I bought a bottle of brandy from a sutler and went around the encampment, looking for some scarred older feller with shifty eyes who might know something about these here Zulus.
As I ambled along I spotted a table which had a big pile of pamphlets on it, and as I looked through them I saw one that said “Fighting Kaffirs in the Seventies,” by a Colonel Steptoe. I picked it up.
“That arsehole couldn’t find the balls on a bull,” says a deep voice behind me, “and what he don’t know of the Zulus would get you killed.”
I turned around and looked at the critic. He was a giant man, near on to six and a half feet tall, and though young, his eyes had those crowsfoot lines you get from squinting hard into the distance. Also one of the eyes was glass. The other was a bright blue and it never quit flicking here and there.
“Care for a drink?” says I. “As I am prepared to trade good brandy for a little information about these here Zulus.”
The stranger snorted and nodded, and we walked away from the worst of the uproar and found us a couple of unused crates in the shade of a blue gum tree.
“I’m James Adendorff,” says I, “and you know of the Zulus?” I handed him the bottle of brandy and he took a long pull.

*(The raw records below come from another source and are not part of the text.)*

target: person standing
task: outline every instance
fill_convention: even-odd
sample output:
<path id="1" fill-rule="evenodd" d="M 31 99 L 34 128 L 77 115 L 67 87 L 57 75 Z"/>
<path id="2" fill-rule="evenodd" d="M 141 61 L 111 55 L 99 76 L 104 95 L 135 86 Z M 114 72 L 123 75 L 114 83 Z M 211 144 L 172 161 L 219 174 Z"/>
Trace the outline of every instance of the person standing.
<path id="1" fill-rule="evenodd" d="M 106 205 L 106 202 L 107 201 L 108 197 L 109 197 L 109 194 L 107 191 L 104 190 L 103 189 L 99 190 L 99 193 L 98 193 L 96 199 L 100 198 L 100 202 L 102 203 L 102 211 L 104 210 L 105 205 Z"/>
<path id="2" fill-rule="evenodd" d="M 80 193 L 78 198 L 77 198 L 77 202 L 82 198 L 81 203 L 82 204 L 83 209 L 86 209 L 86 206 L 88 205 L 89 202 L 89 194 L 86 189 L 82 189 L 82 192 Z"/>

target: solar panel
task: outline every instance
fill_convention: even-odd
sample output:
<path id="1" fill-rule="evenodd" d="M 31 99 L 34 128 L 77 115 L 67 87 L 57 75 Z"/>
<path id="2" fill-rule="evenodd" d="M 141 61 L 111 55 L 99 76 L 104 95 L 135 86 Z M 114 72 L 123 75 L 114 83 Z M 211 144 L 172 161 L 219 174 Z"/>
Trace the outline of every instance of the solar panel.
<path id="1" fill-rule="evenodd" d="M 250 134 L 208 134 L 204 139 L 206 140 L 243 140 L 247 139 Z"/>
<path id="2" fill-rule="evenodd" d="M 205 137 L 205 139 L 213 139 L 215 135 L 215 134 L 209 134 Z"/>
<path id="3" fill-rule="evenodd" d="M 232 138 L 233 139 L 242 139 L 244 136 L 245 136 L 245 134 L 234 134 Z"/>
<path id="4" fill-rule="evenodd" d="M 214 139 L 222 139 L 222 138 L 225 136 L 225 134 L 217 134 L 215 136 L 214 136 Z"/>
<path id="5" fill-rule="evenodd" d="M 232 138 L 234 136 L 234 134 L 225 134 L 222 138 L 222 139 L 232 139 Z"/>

“John Dunn,” says he, handing me the bottle back. He had two pistols stuck in his belt, and his back to the camp, and while he talked his good eye never stopped flicking this way and that. There wasn’t anything to see, but it is a good habit, one I admire and have myself.
“They are a great and noble people,” says Dunn. This took me aback for a moment, as I was expecting a list of atrocities. “And this war is unjust as all such wars are. These damn fools”—here he jerked his head toward the encampment—“think that the Zulus are a bunch of cowards like their Kaffirs, who are farmers and slaves to wages. The Zulus made them cowards. The Zulus so despise the Kaffir that they kill them with rocks, they being unworthy of the iklu, the assegai. I have lived among the Zulus for many years.”